I have been thinking a great deal about love lately, about its centrality in the Course, and about how easily we forget that centrality. We Course students talk a lot about forgiveness, but much less, it seems to me, about love. I think that is probably because the dominant model out there (in my view) is that the Course is about attaining peace, and forgiveness clearly looks like a strategy for reaching peace. And it is. But it is also a strategy for reaching love. It is hard to love while you are smoldering with resentment. And isn’t that the whole point of the Course, to “remove the blocks to the awareness of love’s presence”?

Part of my focus on love has been prompted by a class I teach locally on the historical Jesus. There, we have been concentrating on an incredibly powerful saying from the Sayings Gospel Q (the source of much of the teaching in Matthew and Luke): “Love your enemies, and pray for those persecuting you, so that you may become sons of your Father, for he raises his sun on bad and good and rains on the just and unjust.”
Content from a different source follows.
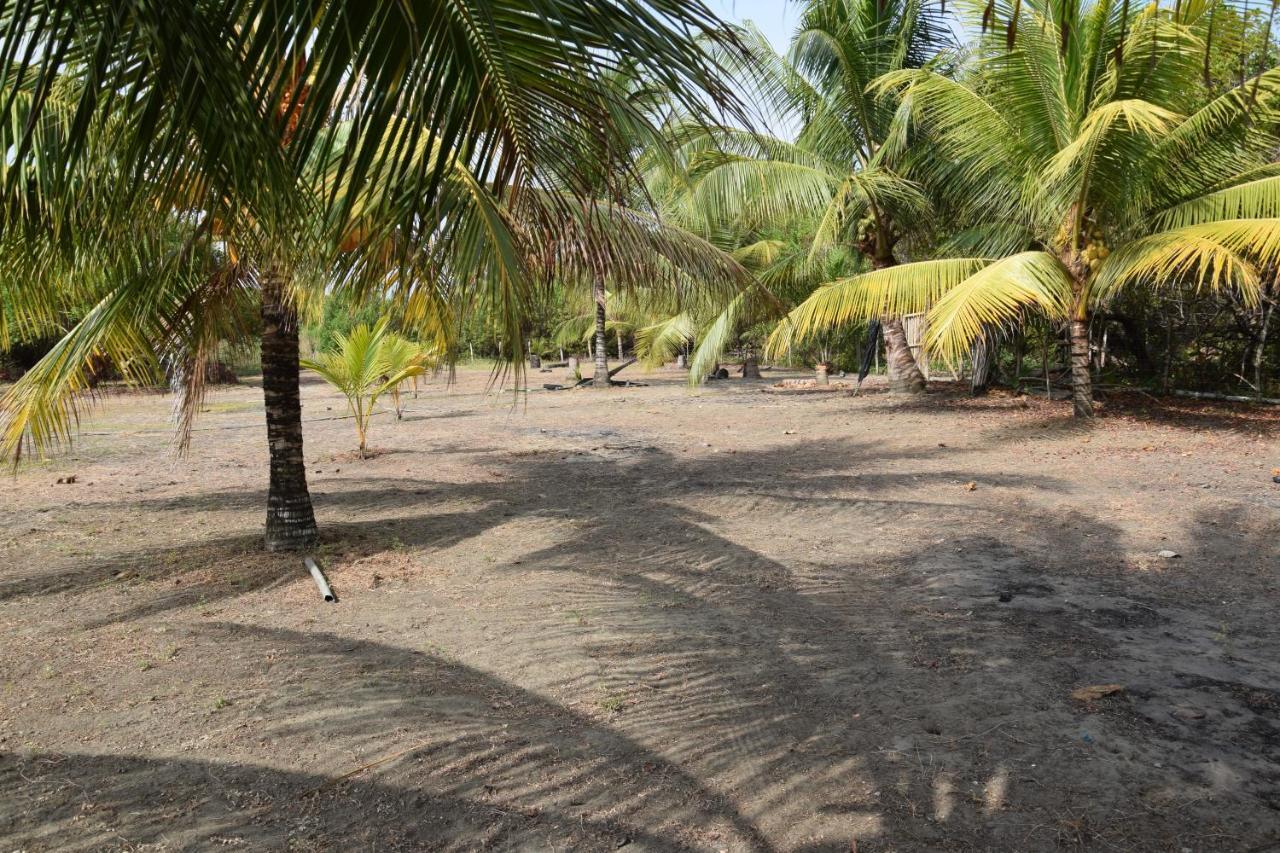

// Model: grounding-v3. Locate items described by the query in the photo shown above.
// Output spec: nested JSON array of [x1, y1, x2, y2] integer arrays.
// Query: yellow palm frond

I’ve been applying that specifically: “I love my ‘enemy’ [name] and pray for his happiness, so that I may live as a son of my Father, for he raises his sun on bad and good and rains on the just and unjust.” The meaning is unmistakable: If I want to really claim my place as a Son of God, the way I do that is to love as He loves. And how does He love? He loves indiscriminately. He loves both sides of the fence. He loves those who consider Him their enemy just as much as He loves His most devoted servants. He just loves.

I have a lot of images in my mind of being like God or in harmony with God, and loving like God loves is one of them, but it generally has a kind of peripheral, “extra credit” feeling to it: “Well, yeah, we should love that way. That’s a great thing. But it’s one of those extreme, Mother Teresa things, isn’t it? I mean, who can do that? Therefore, in the meantime, I’ll focus on the other ways of being like God.”
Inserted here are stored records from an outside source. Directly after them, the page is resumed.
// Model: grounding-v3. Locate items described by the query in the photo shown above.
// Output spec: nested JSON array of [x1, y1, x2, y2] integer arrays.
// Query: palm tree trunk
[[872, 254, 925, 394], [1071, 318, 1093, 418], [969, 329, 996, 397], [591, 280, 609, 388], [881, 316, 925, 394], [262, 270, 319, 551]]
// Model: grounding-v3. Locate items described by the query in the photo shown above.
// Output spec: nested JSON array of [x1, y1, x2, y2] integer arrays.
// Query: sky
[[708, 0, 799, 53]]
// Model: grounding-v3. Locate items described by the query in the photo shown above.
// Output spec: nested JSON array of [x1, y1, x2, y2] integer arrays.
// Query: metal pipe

I think most of us are in denial about the centrality of love. The Course says that our core problem is guilt, and isn’t guilt just another way of talking about the pain we feel over our failure to love? I have to say that I can really identify with that. In a typical day, my mind is focused on all sorts of mundane details. But when I stand back from those details and look at the big picture, I find to my dismay that I feel guilty about all of my relationships, without exception. And that guilt is not mainly about specific things. At root, it is simply about the failure to adequately love. I suspect I am not alone in this. Yet I go about each day as if this failure to love is a non-issue, while I attend to more pressing matters.
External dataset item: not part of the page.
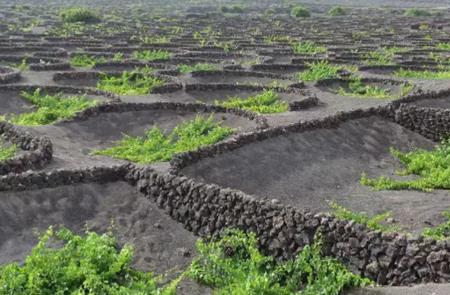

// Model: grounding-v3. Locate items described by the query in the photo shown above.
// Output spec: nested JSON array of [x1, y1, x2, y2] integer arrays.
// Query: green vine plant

So lately I have been taking small steps to remedy this denial. The other day I did Lesson 127, “There is no love but God’s.” I did the longer exercise with each person I ran into (until about mid-afternoon when I got caught up in kids and meal preparation and lost track). Here is what I did:

I bless you brother with the Love of God (tried to feel God’s unconditional love toward that person), which I would share with you (had a feeling of that love going from me to that person so that now we both shared it). For I would learn the joyous lesson that there is no love but God’s (paused to savor the idea that unconditional love is the only love there is), and yours (paused to realize that this other person was also a font of God’s Love), and mine (that I too have this same Love in me), and everyone’s (imagined this Love being a universal reality living in everyone’s heart).

It ended up being a really good day due to that practice. I felt lifted into a better place. I also notice that as soon as I take my focus off this theme, it’s gone. It flies off to the hills. But I feel it is so absolutely central that I need to keep putting my attention there, until even when I’m not thinking about it, it stays with me.